Connecting the world…

hpe

HPE switch and SSH filetransfer

Upgrading firmware on switches, routers and/or firewalls is a common task for network administrators. Normally I am used to downloading the new firmware from the console of the switch. I normally download the software from a (T)FTP server. While configuring a bunch of HPE 2930F switches for SSH access I noticed that I had the option to configure “ip ssh filetransfer”.

I was curious what I would be able to do with this command and I figured out that it is useful for uploading new firmware to the switch. With the command I am able to upload software from a session on my laptop to the switch. I tested this in my home network with a firmware upgrade of my own HPE 2930F switches.

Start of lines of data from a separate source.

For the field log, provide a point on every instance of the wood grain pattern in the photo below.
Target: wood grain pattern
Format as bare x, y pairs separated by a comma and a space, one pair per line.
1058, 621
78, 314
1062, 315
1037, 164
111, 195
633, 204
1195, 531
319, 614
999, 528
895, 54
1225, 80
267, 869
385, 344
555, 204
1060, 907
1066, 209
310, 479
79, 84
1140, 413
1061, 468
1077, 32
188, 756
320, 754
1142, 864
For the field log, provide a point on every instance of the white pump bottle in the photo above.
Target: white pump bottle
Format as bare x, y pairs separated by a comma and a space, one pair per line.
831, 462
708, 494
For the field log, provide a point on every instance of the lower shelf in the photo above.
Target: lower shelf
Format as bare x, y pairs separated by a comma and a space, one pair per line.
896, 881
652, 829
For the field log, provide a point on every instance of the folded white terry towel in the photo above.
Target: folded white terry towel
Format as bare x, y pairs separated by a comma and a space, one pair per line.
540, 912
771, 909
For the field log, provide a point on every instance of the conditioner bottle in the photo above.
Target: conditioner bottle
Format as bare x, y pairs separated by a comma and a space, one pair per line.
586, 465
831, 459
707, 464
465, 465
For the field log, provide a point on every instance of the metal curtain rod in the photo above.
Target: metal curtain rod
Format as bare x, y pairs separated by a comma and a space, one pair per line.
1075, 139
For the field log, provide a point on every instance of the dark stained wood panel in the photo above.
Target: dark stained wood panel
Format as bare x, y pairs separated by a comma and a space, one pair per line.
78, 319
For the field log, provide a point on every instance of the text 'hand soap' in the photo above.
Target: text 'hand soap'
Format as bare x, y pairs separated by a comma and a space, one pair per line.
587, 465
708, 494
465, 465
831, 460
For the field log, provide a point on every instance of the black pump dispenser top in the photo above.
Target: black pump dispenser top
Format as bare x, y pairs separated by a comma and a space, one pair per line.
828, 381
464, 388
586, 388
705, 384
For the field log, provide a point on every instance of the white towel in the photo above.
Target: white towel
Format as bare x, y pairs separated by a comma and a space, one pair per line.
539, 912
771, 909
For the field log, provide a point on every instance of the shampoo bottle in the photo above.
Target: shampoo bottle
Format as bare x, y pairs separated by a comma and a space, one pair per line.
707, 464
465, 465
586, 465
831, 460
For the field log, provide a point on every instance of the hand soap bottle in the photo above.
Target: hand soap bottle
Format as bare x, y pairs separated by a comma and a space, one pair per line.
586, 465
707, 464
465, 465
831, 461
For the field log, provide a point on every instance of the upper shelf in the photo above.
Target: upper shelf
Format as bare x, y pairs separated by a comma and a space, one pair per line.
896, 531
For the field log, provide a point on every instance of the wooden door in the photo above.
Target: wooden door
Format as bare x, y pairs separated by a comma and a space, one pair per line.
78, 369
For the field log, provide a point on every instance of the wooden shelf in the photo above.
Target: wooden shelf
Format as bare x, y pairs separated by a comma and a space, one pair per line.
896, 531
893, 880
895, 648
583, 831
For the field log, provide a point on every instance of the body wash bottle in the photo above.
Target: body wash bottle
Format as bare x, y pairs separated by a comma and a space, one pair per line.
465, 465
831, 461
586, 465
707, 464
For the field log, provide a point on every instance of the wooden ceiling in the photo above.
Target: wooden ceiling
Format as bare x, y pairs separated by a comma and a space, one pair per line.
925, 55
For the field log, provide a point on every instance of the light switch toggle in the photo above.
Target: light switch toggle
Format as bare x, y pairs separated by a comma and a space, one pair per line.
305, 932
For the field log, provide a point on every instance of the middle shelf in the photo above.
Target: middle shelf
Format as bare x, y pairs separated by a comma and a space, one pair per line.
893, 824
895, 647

At first I enabled the “ip ssh filetransfer” option. Ofcourse you need to configure the regular SSH access to the switch, but I guess everybody enables SSH and disables Telnet by default!!!

2930F-01(config)# ip ssh
filetransfer Enable/disable secure file transfer capability.

I downloaded the new software image to my laptop and copy the software via SCP to the switch as primary flash image.

MacBook:Downloads rjn$ scp WC_16_05_0003.swi admin@10.10.1.3:/os/primary

The software is copied directly to the switch. You can check this on the switch:

2930F-01# show flash
Image Size (bytes) Date Version
—————– ———— ——– ————–
Primary Image : 28793113 12/08/17 WC.16.05.0003
Secondary Image : 20530856 10/26/16 WC.16.02.0014

You can also copy the file as secondary flash image and change the boot image via:

2930F-01(config)# boot system flash secondary

To activate the new software, just reload the switch. And don’t forget to get a backup of the configuration first.